I threw on some cut-off jean shorts and tennis shoes, leaving my wig and makeup intact. It seemed a pity to destroy four hours’ of makeup just to be comfortable.
Let’s see how the Zona Rosa reacts to my new half-baked style.
“Psst. Hey. Hey! Bonitaaa…”
A drunk man at a taco stand slapped my ass as we walked by.
We ignored the hostility and marched on.
By the time Yisus and I made it back to Lollipop around 3 AM the door was closed. Without the guarantee of a wild party, it seemed too risky to pay for a cab back downtown, so I stepped into a place I never thought I would—Papi Fun Bar.
Papi was the epitome of poor gay taste. It was tiny, fluorescent green and pink, encased in glass windows, blasting incessant circuit music while young partiers wiggled and shaked. But it was a place to regroup (again).
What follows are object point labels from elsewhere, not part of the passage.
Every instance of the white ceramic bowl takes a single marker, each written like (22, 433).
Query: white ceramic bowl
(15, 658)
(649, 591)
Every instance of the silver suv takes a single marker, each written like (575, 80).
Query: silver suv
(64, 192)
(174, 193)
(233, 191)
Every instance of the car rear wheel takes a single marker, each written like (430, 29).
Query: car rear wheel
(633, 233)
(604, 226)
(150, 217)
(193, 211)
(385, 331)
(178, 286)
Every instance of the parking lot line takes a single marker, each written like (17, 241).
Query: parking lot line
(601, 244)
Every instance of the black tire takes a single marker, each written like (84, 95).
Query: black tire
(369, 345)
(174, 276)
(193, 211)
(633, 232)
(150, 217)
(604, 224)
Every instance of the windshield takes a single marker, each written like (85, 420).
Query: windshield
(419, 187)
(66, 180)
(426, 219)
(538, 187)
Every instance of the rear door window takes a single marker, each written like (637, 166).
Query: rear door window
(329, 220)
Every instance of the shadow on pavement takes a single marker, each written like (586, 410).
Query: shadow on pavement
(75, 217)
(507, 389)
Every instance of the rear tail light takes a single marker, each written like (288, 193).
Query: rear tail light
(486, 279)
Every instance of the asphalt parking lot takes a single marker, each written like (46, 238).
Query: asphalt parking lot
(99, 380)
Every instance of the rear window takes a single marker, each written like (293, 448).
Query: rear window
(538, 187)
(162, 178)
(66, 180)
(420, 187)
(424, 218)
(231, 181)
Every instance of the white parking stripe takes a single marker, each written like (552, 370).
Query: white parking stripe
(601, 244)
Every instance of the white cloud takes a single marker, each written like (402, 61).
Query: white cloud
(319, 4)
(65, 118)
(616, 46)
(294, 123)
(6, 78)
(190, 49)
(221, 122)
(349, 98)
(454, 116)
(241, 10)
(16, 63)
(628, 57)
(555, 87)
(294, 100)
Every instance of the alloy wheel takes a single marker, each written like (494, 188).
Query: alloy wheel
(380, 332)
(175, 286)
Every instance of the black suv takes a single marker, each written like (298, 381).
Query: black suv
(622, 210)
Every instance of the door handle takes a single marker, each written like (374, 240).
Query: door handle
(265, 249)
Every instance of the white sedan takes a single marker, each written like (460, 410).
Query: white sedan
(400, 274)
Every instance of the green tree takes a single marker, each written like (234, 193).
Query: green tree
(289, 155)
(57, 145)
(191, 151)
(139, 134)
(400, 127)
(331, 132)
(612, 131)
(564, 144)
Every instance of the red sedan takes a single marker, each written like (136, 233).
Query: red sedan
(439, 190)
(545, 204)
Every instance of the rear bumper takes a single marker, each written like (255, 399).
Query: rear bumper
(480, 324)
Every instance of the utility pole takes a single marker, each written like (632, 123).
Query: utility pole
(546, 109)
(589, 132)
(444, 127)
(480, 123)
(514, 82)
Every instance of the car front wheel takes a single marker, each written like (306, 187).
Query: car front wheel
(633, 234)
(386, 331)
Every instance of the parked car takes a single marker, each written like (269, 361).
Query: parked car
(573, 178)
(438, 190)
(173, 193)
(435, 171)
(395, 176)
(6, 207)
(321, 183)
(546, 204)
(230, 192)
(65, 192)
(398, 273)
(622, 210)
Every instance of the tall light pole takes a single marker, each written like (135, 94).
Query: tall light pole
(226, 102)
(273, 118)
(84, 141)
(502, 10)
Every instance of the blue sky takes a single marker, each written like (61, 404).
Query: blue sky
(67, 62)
Maybe someone would lead us to a cool afterparty?
We paid the 35 peso cover and stepped right in, receiving our complimentary beer right at the room. At least we didn’t have to line up at the bar…
Dancing half-heartedly to mindless yet catchy electronic beats, I gazed around the room, safe in the anonymity of my undercover disguise, looking for the hook-up.
Except nobody met the “after party profile.” Finding a tip-off isn’t hard once you know what to look for. Experienced revelers can spot a fellow after-partier from a mile away. There’s that beatific grin, the sweaty disheveled hair, that devil-may-care sparkle in the eye. But I didn’t find that sparkle at Papi Funbar tonight. The boys and girls here were either content right where they were, or yawning their way out the door.
We continued dancing, going through the motions, impatient.
As I swiveled my neck to survey the room I caught the eye of an obviously strung out circuit boy, grinding sexually on an tall platform. He leaned over and yelled over the music,
“Gorgeous, darling, gorgeous!”
Then continued writhing in ecstasy, still smiling, lost in his own little world.
I smiled and turned away. “Thanks.”
But my circuit boy admirer wouldn’t give up so easily. After a few minutes he tried to dance with me, reaching out, grabbing. Yisus stepped in and pretended to be my boyfriend, hoping to deter the unwanted advances.
My mind raced,
What did I do wrong, or right, in my life? How did I end up here? Cut-off shorts, wig full drag makeup, leaning on a strange queer rapper thirsty for mad after party fighting off cracked-out circuit boys in the lusty 3 AM haze.
Exasperated, we exited the club to get away from circuit boy.
Yisus flicked his cigarette, irritated.
“What should we do?”
“Looks like the party is over…”
“Yeah. Let’s go.”
We stumbled back to the hotel, tired and unsatisfied.
“How much, sweetie?”
The tired receptionist unlocked the door and we popped into the hotel.
Back in my room, I reflected on our underground undercover mission.
- Clubs, bars, cantinas and even awards ceremonies.
- Gays, lesbians, queers, drag queens, and more.
- Underground, mainstream, and in-between.
Nothing had turned out as planned, but we’d had an exhilarating outing. Amid empty accolades and sexual harassment, we’d managed to make a broad sweep of underground Mexico City and its amazingly varied LGBT nightlife in just one night.